If Koul had been born in the Fusion, what would he be now? If that fire, steadfastness and ambition had been channelled in a different, healthier and more open environment, who would he be now?

It was Vanqill.

Cheloi had used him like a pair of boots and was about to discard him just as easily. She had taken his energy and enthusiasm and twisted it to suit her own ends. Would any future historian understand that she had targeted Vanqill almost from the moment she arrived in the Nineteen? She had closely observed him, quizzing him at meetings, inviting him for command presentations, soliciting his opinion, so she’d have a better idea of the material she had to work with and how she could deform it to her will.

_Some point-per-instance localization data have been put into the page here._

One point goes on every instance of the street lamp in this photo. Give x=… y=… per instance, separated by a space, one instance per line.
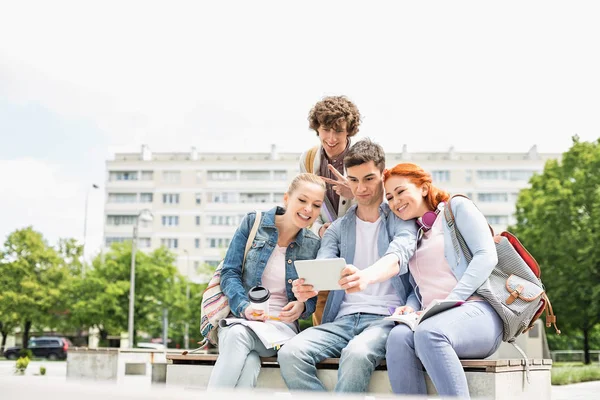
x=146 y=216
x=186 y=335
x=87 y=196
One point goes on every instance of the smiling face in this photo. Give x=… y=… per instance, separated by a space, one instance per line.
x=304 y=203
x=406 y=199
x=366 y=183
x=333 y=139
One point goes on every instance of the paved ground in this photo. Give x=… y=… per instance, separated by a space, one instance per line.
x=55 y=382
x=577 y=391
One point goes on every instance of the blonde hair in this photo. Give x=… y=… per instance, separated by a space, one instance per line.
x=305 y=177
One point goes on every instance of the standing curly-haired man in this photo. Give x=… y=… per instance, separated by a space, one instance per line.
x=335 y=119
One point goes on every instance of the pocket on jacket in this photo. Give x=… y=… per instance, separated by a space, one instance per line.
x=255 y=250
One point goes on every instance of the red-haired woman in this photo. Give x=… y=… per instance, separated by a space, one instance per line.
x=440 y=271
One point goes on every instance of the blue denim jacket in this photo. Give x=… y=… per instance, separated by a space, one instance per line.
x=473 y=226
x=395 y=236
x=236 y=284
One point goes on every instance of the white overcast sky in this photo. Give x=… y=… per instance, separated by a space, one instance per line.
x=81 y=80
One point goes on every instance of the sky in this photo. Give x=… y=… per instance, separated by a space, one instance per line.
x=81 y=80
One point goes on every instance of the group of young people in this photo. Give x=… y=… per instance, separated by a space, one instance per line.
x=346 y=204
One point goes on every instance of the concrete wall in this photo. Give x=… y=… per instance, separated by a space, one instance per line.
x=499 y=385
x=92 y=364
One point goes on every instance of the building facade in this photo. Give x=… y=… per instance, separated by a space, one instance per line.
x=198 y=199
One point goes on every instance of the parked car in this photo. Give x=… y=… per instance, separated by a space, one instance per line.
x=50 y=347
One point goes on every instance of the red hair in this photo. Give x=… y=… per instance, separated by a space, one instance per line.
x=419 y=177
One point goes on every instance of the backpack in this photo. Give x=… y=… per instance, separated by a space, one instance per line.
x=215 y=304
x=514 y=288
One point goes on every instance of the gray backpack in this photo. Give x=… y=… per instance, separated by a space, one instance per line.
x=514 y=288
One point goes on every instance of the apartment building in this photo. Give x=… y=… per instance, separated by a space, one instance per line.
x=198 y=199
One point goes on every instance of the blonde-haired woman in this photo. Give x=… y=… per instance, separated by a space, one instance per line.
x=282 y=238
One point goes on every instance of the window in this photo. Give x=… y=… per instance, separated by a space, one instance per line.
x=114 y=239
x=170 y=243
x=255 y=175
x=469 y=175
x=440 y=176
x=255 y=197
x=222 y=175
x=223 y=220
x=171 y=176
x=216 y=243
x=171 y=198
x=170 y=220
x=521 y=175
x=280 y=175
x=146 y=197
x=120 y=220
x=122 y=197
x=492 y=197
x=147 y=175
x=497 y=219
x=224 y=197
x=492 y=175
x=123 y=176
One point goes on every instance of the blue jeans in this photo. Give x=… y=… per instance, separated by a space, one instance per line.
x=473 y=330
x=238 y=364
x=357 y=339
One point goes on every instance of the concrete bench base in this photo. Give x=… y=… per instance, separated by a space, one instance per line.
x=490 y=379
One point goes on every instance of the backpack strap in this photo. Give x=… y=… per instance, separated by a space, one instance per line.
x=458 y=241
x=310 y=159
x=550 y=317
x=251 y=236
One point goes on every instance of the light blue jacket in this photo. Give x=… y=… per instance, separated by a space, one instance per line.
x=475 y=230
x=236 y=284
x=395 y=236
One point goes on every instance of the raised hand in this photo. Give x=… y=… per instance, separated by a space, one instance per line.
x=340 y=184
x=353 y=279
x=301 y=291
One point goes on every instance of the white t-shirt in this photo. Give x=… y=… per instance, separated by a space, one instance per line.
x=274 y=279
x=376 y=298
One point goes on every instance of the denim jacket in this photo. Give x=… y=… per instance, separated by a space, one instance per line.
x=236 y=284
x=395 y=236
x=473 y=226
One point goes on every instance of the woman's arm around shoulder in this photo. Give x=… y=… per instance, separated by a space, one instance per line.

He looked to her as a mentor and a commander, singularly unashamed to put such trust in a woman. That one fact, especially within the Empire, was a rare and precious gift. And she was using it to betray, not only him and his soldiers, but the entire Perlim effort.

It was Lith.

A few years ago, she might have discarded Lith’s sensibilities as a sign of weakness. Ignored them. But now, she wasn’t sure. It was as if, along with her enticing scent, some of Lith’s own ethics had rubbed against her, irritating her with prickly and uncomfortable thoughts. Her time with Lith had turned the faint doubts about her job into something more concrete and distasteful at a time when she could least afford such qualms.

When she finished this, if she lived, she was finally getting out, like she and Eys once promised they would do. Maybe it was twelve years late, but it was better than nothing.

Until that time came, however, there were still one or two more distasteful things she had to do.